Philip Carl SALZMAN said:Deniz, so it is not the statement, but the general political view that should define "essentialism"? Anthropology is now to be defined by political views, some correct and others incorrect?
You have not dealt with the other examples I give in that post, or the examples from my own work that I give in the following post.
Permalink Reply by John McCreery on August 28, 2009 at 5:27am Just because you are writing about "material facts" does not mean your production is not socially constructed. And furthermore may I ask who has conceptualized this "magic"? Anyway, you are writing about the implications, meanings of material facts. You are writing this to share with an audience for whom it will make sense when they read it. You use a certain "language" so to speak to convey this information. If all of this is not socially constructed I do not know what is.
Permalink Reply by deniz batum on August 28, 2009 at 11:35pm Certainly not. If this were true, then we can forget about research altogether, as we all have our answers a priori.
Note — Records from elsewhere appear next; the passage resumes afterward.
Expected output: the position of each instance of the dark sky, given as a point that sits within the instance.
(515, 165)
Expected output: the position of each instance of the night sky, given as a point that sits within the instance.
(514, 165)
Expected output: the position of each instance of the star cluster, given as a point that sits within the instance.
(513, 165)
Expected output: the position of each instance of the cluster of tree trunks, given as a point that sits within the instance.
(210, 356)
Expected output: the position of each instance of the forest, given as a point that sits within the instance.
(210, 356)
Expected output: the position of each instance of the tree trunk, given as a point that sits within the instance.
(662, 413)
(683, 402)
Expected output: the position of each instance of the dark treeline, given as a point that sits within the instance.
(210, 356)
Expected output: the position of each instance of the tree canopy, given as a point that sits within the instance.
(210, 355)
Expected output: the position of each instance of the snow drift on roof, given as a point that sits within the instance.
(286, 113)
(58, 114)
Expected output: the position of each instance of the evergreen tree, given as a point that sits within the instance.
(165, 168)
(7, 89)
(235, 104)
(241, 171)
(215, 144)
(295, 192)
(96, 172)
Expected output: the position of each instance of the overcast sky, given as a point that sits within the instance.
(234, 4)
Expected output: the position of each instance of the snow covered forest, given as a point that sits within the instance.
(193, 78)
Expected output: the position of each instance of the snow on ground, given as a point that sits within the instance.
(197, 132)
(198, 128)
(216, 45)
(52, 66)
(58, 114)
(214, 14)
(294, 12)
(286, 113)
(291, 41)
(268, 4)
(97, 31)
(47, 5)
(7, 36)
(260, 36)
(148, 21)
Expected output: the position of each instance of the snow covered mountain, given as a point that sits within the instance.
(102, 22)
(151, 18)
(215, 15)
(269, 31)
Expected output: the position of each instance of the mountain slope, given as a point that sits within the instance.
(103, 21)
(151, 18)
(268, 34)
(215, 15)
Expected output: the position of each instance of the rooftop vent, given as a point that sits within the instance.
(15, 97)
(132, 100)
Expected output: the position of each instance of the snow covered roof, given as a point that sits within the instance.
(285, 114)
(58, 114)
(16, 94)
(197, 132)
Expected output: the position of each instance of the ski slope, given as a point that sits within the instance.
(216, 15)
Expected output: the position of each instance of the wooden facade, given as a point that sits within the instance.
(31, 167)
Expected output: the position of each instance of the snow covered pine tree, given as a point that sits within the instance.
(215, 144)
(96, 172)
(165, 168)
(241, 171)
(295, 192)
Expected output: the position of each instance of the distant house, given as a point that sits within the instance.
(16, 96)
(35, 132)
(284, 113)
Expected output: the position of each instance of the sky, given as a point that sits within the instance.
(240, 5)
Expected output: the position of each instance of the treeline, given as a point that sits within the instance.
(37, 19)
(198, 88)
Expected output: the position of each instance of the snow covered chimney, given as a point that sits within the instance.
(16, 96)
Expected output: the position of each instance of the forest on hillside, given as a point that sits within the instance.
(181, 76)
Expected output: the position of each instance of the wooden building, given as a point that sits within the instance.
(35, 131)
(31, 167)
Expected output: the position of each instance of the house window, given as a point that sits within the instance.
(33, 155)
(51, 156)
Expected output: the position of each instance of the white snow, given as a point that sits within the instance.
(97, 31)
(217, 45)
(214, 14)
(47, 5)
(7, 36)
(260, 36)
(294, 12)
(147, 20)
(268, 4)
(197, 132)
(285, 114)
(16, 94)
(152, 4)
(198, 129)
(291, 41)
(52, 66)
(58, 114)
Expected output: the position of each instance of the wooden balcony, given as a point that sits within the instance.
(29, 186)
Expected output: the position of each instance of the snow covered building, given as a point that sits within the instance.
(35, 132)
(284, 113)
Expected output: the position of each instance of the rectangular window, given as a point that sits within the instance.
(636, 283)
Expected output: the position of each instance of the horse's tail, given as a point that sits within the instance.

The view that everything is political and can be nothing else, and the celebration of it, is the most corrupting influence in anthropology. This view destroys any idea of knowledge, and makes anthropology no more than an opportunity for the expression of personal and political impulses, and thus worthless.
deniz batum said:Dear Professor
Everything everywhere is always defined by political views. Don't you think so?
Philip Carl SALZMAN said:Deniz, so it is not the statement, but the general political view that should define "essentialism"? Anthropology is now to be defined by political views, some correct and others incorrect?
You have not dealt with the other examples I give in that post, or the examples from my own work that I give in the following post.